The rating agency though raised concern over the government’s proposal of allowing states to levy an additional tax of 1 per cent on supply of goods in lieu of CST for two years, saying that this is against the core principle of GST, and will defer full benefits of the rollout.

The CNX Nifty is currently trading at 8141.45, up by 17.00 points or 0.21% after trading in a range of 8137.25 and 8163.05. There were 30 stocks advancing against 20 stocks declining on the index.

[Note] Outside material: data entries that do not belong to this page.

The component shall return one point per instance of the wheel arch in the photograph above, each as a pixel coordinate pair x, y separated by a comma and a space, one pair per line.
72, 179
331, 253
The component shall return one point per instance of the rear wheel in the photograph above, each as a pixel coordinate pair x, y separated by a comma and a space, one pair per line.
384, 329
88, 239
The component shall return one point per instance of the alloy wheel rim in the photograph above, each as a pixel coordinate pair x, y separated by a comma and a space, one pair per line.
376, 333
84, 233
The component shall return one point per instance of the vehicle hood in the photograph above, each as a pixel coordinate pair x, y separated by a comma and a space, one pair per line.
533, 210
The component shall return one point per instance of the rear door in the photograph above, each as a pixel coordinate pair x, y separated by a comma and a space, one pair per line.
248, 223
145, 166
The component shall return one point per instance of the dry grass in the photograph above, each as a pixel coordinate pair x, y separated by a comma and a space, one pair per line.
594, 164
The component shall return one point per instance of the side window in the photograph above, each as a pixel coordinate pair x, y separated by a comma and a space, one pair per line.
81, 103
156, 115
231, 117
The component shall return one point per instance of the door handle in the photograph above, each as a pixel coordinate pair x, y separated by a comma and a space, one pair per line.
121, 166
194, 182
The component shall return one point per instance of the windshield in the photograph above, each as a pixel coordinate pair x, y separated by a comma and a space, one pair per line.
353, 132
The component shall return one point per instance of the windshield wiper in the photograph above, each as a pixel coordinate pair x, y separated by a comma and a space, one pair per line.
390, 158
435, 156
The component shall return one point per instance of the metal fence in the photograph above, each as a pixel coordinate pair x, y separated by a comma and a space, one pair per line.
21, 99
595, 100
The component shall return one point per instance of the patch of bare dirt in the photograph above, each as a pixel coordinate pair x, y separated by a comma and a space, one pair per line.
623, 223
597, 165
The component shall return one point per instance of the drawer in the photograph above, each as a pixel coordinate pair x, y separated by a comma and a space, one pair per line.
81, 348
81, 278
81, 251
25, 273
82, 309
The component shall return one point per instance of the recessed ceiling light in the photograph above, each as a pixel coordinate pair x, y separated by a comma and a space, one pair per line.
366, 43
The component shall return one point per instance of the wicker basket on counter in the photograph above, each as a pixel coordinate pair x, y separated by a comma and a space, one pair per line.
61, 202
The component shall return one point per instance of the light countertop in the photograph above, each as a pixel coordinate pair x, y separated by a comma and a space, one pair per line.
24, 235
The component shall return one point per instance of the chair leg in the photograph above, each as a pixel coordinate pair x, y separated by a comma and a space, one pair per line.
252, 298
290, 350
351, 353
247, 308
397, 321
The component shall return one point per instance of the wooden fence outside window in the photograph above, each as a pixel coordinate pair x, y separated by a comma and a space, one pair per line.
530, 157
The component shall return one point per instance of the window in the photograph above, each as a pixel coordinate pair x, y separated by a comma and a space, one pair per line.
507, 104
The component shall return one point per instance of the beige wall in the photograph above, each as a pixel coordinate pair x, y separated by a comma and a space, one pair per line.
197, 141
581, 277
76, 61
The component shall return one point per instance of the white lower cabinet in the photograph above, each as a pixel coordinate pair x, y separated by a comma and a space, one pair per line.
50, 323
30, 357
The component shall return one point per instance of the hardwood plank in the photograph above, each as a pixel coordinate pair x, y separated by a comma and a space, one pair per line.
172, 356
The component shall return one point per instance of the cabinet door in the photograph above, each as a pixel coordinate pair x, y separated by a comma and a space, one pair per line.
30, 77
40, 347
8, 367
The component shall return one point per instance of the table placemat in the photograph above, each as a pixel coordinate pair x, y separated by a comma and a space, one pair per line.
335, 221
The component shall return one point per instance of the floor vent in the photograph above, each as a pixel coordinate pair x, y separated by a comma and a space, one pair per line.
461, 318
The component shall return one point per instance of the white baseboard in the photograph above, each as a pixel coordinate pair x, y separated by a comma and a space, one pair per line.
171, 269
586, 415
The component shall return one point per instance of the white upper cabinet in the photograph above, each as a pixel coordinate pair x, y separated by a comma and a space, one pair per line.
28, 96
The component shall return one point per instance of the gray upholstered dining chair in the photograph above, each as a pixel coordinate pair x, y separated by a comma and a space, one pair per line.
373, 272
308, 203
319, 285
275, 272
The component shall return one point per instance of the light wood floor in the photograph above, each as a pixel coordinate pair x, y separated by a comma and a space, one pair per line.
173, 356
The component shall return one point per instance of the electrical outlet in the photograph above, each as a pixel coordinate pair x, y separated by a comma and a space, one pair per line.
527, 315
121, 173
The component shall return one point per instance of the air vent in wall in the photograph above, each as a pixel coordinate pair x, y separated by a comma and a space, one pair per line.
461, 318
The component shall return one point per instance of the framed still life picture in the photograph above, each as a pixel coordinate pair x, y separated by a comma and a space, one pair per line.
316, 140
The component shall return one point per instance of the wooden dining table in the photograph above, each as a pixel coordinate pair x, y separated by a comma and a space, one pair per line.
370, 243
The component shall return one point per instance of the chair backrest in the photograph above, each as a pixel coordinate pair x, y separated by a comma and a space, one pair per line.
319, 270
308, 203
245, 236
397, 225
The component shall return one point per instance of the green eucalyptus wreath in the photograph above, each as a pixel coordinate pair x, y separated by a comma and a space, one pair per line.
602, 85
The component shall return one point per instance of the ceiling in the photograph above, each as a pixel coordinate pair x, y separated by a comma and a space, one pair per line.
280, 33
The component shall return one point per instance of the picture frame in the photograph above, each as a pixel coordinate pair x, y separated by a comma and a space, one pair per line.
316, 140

The top gainers on Nifty were Hindustan Unilever up by 1.83%, Vedanta up by 1.54%, Sun Pharma up by 1.54%, BPCL up by 1.48% and Zee Entertainment up by 1.08%. On the flip side, Tata Motors down by 1.11%, Cairn India down by 1.03%, Bosch down by 0.95%, Tata Steel down by 0.75% and HCL Tech. down by 0.75% were the top losers.

Asian markets were mostly trading in green; KOSPI Index increased 3.59 points or 0.18% to 2,054.91, Taiwan Weighted increased 7.62 points or 0.08% to 9,306.12, Straits Times increased 22.29 points or 0.67% to 3,348.06, Hang Seng increased 224.44 points or 0.84% to 26,912.08 and Nikkei 225 increased 253.79 points or 1.27% to 20,300.15. On the flip side, Shanghai Composite decreased 9.66 points or 0.19% to 5,096.37, Jakarta Composite decreased 7.45 points or 0.15% to 4,926.10 and FTSE Bursa Malaysia KLCI decreased 0.19 points or 0.01% to 1,735.44.